LONDON — Britain’s future outside the European Union became much clearer Tuesday: It’s so long to the single market, goodbye to the European Court of Justice and farewell to the freedom of movement for workers.
In a long-awaited speech, Prime Minister Theresa May finally revealed the U.K’s hand as it prepares to start EU exit talks. She said the U.K. wants to free itself from EU governance and stop paying millions into its coffers, but still remain friends, allies and tariff-free trading partners with the soon-to-be 27 nation bloc.
“You will still be welcome in this country as we hope our citizens will be welcome in yours,” she said in a speech to diplomats and dignitaries.
Pro-Brexit British politicians praised the speech, and the pound rallied from recent lows as May provided more details of the path ahead for the split with the EU – and vowed that Britain would remain “a great global trading nation” open to business and talent from around the world.

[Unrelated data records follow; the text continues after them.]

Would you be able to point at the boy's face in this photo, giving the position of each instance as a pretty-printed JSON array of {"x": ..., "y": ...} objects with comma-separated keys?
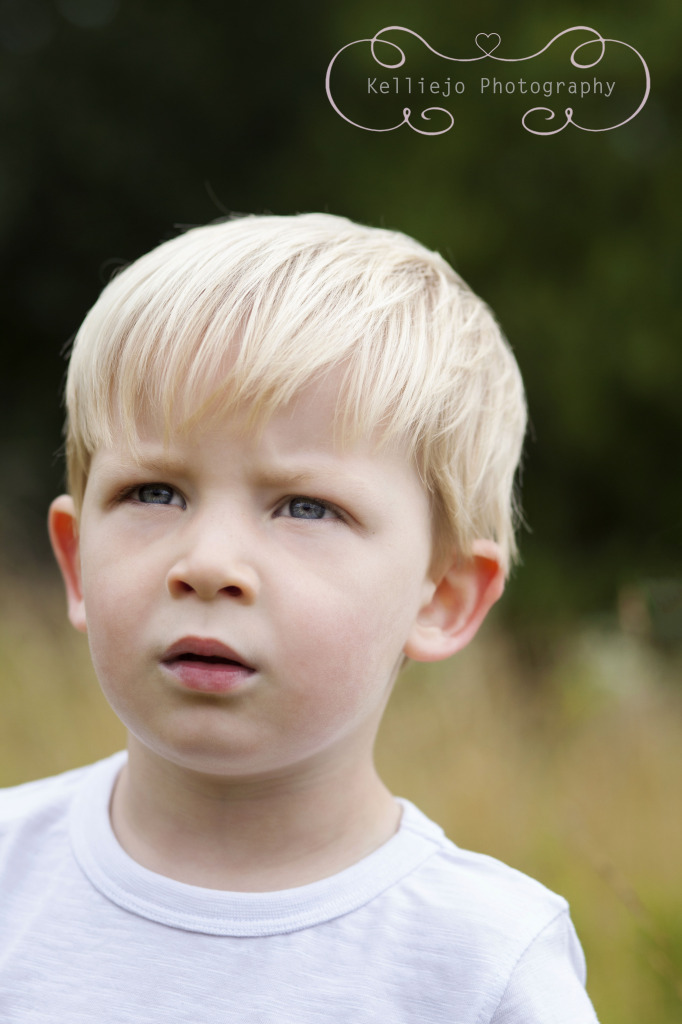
[{"x": 249, "y": 599}]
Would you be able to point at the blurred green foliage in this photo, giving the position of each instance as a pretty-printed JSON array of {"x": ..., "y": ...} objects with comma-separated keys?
[{"x": 122, "y": 120}]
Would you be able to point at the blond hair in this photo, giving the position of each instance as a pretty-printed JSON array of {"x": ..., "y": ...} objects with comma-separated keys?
[{"x": 249, "y": 310}]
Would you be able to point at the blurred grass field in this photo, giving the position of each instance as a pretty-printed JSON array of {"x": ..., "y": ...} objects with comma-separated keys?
[{"x": 567, "y": 766}]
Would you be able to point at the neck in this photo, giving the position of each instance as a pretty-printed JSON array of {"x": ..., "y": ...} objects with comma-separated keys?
[{"x": 253, "y": 835}]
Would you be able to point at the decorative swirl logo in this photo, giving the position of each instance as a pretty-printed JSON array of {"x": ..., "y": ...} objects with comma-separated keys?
[{"x": 487, "y": 43}]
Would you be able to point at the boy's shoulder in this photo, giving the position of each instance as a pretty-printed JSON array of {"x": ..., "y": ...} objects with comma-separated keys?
[{"x": 483, "y": 893}]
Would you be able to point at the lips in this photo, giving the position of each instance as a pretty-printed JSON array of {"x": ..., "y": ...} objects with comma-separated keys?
[{"x": 206, "y": 665}]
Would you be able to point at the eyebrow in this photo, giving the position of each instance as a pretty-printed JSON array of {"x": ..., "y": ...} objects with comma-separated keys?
[{"x": 263, "y": 475}]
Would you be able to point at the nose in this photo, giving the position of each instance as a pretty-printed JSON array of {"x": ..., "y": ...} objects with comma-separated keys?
[{"x": 212, "y": 563}]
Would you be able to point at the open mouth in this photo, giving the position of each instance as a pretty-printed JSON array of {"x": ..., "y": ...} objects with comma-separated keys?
[{"x": 207, "y": 666}]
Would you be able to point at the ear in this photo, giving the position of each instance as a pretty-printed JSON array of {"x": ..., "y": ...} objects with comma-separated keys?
[
  {"x": 460, "y": 602},
  {"x": 62, "y": 527}
]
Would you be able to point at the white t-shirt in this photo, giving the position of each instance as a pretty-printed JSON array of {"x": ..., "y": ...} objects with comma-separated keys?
[{"x": 420, "y": 932}]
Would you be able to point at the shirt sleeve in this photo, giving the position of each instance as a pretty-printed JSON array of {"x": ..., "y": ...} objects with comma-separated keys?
[{"x": 547, "y": 985}]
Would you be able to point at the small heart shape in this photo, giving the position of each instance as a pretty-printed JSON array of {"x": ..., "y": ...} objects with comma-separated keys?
[{"x": 494, "y": 36}]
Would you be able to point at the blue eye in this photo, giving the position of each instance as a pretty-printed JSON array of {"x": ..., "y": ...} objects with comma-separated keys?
[
  {"x": 306, "y": 508},
  {"x": 157, "y": 494}
]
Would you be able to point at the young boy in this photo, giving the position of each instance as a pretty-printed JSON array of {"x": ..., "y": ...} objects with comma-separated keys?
[{"x": 291, "y": 450}]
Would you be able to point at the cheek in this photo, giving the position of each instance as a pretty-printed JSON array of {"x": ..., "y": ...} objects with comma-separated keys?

In her 40-minute address, May said Britain would leave the EU single market of some 500 million people, but “seek the greatest possible access to it through a new, comprehensive, bold and ambitious free trade agreement.”
She said there would be no attempt to cling to bits of EU membership. Britain will “bring an end to the jurisdiction of the European Court of Justice in Britain,” May said. It also will impose controls on the number of people coming to Britain from EU member countries, abandoning the bloc’s principle of free movement.